Am 11. Juni wurde schließlich ein weiteres DPCM (mit aktualisierten Anhängen) erlassen, das weitere Regelungen bezüglich der Eindämmungsmaßnahmen in den verschiedenen Bereichen des öffentlichen Lebens enthält.

Auf der Internetseite der italienischen Regierung finden Sie Antworten auf häufige Fragen zur Phase 2, denen Sie weitere Einzelheiten zu den geltenden Regeln und ihrer Auslegung entnehmen können.

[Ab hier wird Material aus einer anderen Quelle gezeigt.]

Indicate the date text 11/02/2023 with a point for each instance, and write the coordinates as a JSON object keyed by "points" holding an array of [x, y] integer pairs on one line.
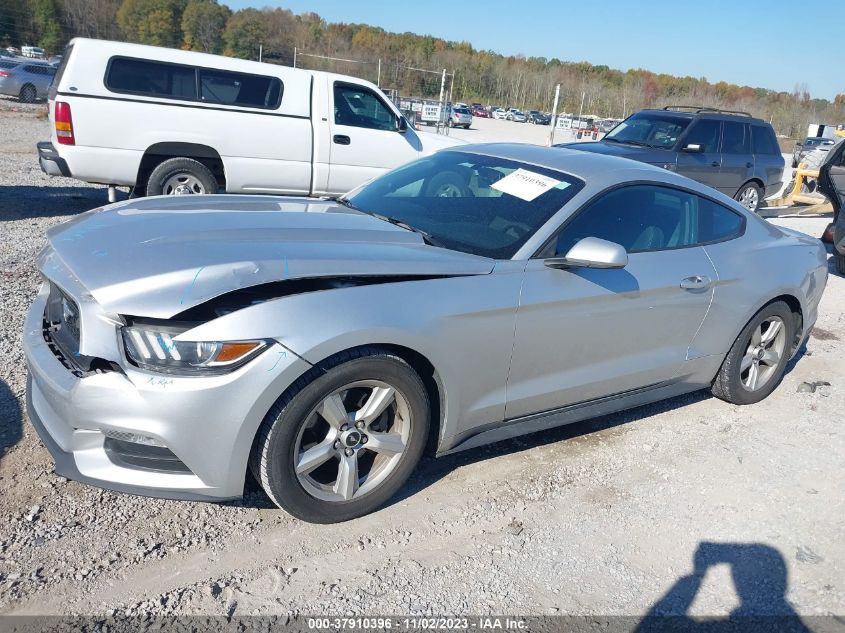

Genauere Informationen über die Regeln für die Einreise nach Italien (Länder aus denen die Einreise erlaubt ist, Länder aus denen sie verboten ist und Länder, aus denen sie nur in dringenden Fällen erlaubt ist; Informationen über die Quarantänepflicht, Testpflicht und Gründe für eine Befreiung), siehe Rubrik Einreise nach Italien.

ACHTUNG: Einige Regionen haben besondere Verordnungen erlassen, die andere als die oben genannten Regeln vorsehen. Es wird empfohlen, sich über die in der Region, in die Sie einreisen wollen, geltenden Gesetze eigens zu erkundigen.

Zahlreiche Informationen über die geltenden Regeln für touristische Einrichtungen (Hotels, Restaurants, Strände usw.) finden Sie auf der Internetseite des ENIT-Italienische Zentrale für Tourismus.

Danach erließ die Regierung die Dekrete (DPCM) vom 7. August 2020 und 7. September 2020 (samt Anlagen), mit denen die geltenden Maßnahmen weiter detailliert und verlängert wurden.